Depreciation and amortization expenses were $3 million in the second quarter of this year or roughly the same as $2.9 million in Q2 of last year. Stock-based compensation was $7.4 million in Q2, up from $2 million in the same quarter last year. The increase in stock-comp reflected pre-IPO advance of option and restricted shares as well as increases in the value of our equity post IPO.
Warrant expense was $2.3 million for the quarter, up from $0.9 million last year. The increase was primarily related to warrants earned by USAA as a result of increased unit sales delivered by the USAA car bank program and the increase in the value of our equity post-IPO.
Quickly turning to our balance sheet, we ended the quarter with $112 million in cash and cash equivalents and no debt. We anticipate that $2 million currently have this restricted cash will be released during the third quarter. Our liquidity is excellent and the balance sheet is strong.
Now I’d like to share our outlook regarding the upcoming quarter and the remainder of the year. We think the momentum we have seen over the past few quarters will continue for the balance of 2014. We expect revenues in the third quarter to be in the range of $51 million to $54 million. And based on seasonal strength, the efficiency of our marketing spend and other key factors, we expect adjusted EBITDA to be in the range of $2 million to $3 million or approximately 4% to 5.5% of revenue.
For the full year 2014, we are expecting revenue of $197 million to $202 million, which represents approximately 50% growth over 2013. And we expect adjusted EBITDA to be in the range of $6 million to $8 million. In the third and fourth quarters, we plan to continue to invest meaningfully in long-term value creation through doubling our brand and putting our platform and mobile experience and investing new product development.

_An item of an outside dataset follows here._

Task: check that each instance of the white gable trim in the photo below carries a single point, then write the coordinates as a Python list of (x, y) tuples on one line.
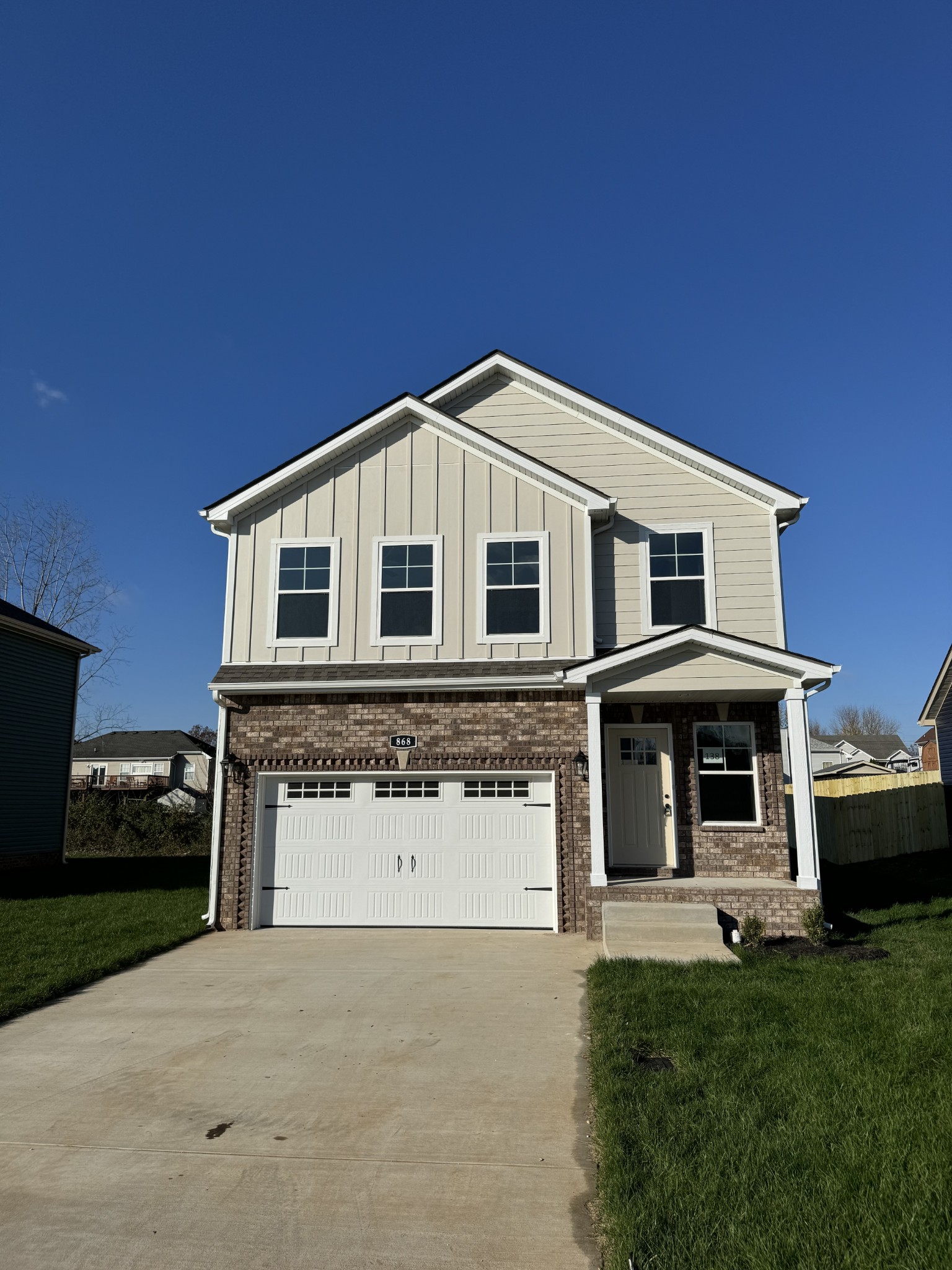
[(729, 647), (224, 513), (637, 431), (937, 695)]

Now I’ll turn the call over to Scott for closing remarks.
Thanks Mike. I want to take this opportunity to thank the entire TrueCar team for their significant efforts to date. We had a record quarter, which would not have been possible without the remarkable efforts of every employee. I’m thrilled that TrueCar is now a public company. We take the task seriously and I know I speak for the entire team when I say that we’re looking forward to this chapter of our corporate life.
We are excited about the opportunities in front of us and we feel as though we’re on the right stage. Our opportunity is vast and we continue on our mission to solve more and more of the car buying and car ownership problem. We’re happy that we’ve crossed the milestone of becoming a publicly traded credit company and are pleased with our performance in the first quarter out of the gate.
We’ll now open up the call to questions.
Thank you. We will now be conducting a question-and-answer session. (Operator Instructions) Our first question comes from Douglas Anmuth with JPMorgan. Please proceed.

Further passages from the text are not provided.